The Welsh island community of Anglesey was one of the first towns to ask its bars, restaurants and cafes to give up plastic straws a couple of years ago. It’s taken the next step and become the UK’s first county to be designated a Plastic Free Community status by marine conservation charity, Surfers Against Sewage (SAS).
Rachel Yates, SAS Plastic Free Communities Project Officer, said: “It’s great to see the work that Anglesey county has done to reduce the availability of avoidable plastics, raise awareness and encourage people to refill and reuse.”
The pioneering achievement is in part down to local Surfers Against Sewage rep, Sian Sykes, a stand up paddle-boarder, who paddle-boarded the length of Wales to highlight the impact of plastic pollution on the British coastline.
(Click here to read her guide to why Wales is the best country to go stand up paddleboarding in).
“I’m so proud to be involved in such a positive movement to rid unnecessary single-use plastics from Anglesey. I am absolutely delighted that the community of Anglesey has helped our island achieve this great status. It has been a real pleasure to inspire and educate individuals, businesses, schools and organisations to get involved and make positive changes. The community is so passionate about doing their bit to support the environment and to make Anglesey a sustainable island of Wales.”
The Isle of Anglesey County Council committed its support to gaining ‘Plastic Free Status’ for Anglesey in February 2018. Councillor Dafydd Rhys Thomas has been at the forefront of efforts to promote Anglesey as a plastic free community.
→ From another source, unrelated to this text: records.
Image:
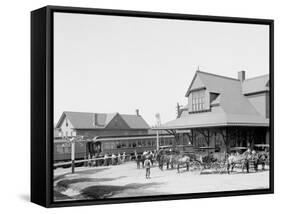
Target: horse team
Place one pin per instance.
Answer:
(195, 162)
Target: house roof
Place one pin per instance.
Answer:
(231, 106)
(255, 85)
(86, 120)
(211, 119)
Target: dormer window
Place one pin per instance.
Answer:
(198, 100)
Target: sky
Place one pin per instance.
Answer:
(108, 64)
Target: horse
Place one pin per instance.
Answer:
(181, 160)
(242, 159)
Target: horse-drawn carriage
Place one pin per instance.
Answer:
(207, 158)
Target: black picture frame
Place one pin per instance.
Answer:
(42, 103)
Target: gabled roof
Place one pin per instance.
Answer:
(86, 120)
(234, 107)
(255, 85)
(213, 82)
(215, 119)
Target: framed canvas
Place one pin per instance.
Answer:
(131, 106)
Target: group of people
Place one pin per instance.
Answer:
(107, 159)
(247, 157)
(146, 159)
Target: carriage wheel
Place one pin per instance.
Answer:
(195, 166)
(218, 167)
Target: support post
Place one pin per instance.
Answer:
(157, 140)
(72, 156)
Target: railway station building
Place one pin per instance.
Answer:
(223, 112)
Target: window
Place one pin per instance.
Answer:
(198, 100)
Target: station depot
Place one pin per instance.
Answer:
(223, 113)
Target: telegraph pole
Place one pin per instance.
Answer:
(72, 141)
(157, 131)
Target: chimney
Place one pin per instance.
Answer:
(241, 75)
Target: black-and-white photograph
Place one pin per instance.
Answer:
(153, 107)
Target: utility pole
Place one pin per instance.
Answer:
(158, 120)
(72, 141)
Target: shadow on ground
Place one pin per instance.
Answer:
(108, 191)
(65, 183)
(86, 172)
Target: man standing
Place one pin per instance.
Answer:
(147, 165)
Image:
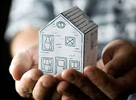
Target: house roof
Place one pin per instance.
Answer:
(79, 19)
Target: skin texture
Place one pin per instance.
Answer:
(113, 76)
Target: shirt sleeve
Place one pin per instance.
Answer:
(28, 13)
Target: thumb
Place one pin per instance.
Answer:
(118, 57)
(20, 64)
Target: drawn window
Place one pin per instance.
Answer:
(61, 62)
(70, 41)
(47, 64)
(74, 64)
(47, 42)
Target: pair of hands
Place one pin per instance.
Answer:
(113, 76)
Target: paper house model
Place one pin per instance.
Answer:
(68, 41)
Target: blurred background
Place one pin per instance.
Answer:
(8, 88)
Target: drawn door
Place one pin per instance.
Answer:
(60, 64)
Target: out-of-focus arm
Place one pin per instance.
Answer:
(25, 17)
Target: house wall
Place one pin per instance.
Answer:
(91, 48)
(60, 47)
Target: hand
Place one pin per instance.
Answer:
(118, 60)
(30, 82)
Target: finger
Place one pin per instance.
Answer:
(44, 87)
(64, 97)
(56, 95)
(120, 64)
(118, 57)
(79, 80)
(104, 82)
(128, 81)
(25, 86)
(70, 91)
(20, 64)
(100, 64)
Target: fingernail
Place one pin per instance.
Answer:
(111, 72)
(90, 74)
(71, 78)
(68, 77)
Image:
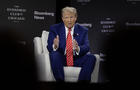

Cllr Thomas explained, “As a resident of the seaside village of Trearddur Bay and a keen coastal walker, this is a subject very close to my heart. I see so much plastic washed up on our beaches whilst out walking and decided to bring this matter before the County Council last year after meeting with Sian. I was delighted that my fellow Anglesey councillors made a huge statement in backing efforts to gain plastic free status for the Island.”
“The Council has since been working towards reducing the use of disposable plastic at its own sites and schools; promoting plastic free ventures and encouraging local businesses to use less disposable plastic.We have also worked in partnership with Anglesey Central Lions and the Sign Factory, on the Mona Industrial Estate, to produce a special “Pick Up Plastic” sticker, which have been placed on litter bins around local beaches.”
How to become a Plastic Free Community
There is a five step plan to follow from Surfers Against Sewage.
In Anglesey, Sian Sykes pulled together key organisations and businesses in the county to meet the following criteria: setting up a community led steering group, instigating the SAS Plastic Free Schools education programme, getting local council commitment and working with local businesses, organisations and community groups to spread the word and minimise the amount of disposable plastics they use.
She says: “I am incredibly proud of the Anglesey community who have supported the single use plastic free movement, we are making a difference and I am excited to see what else we can do on the island, this is only the beginning. I now hope this will also inspire other counties to do the same.”
“We have over 400 communities across the UK working to reduce single use plastic and the impact it has on our environment. Every step those communities and the individuals in them take is a step towards tackling the problem at source, challenging our throwaway culture and encouraging the habit changes we need to see,” adds Yates.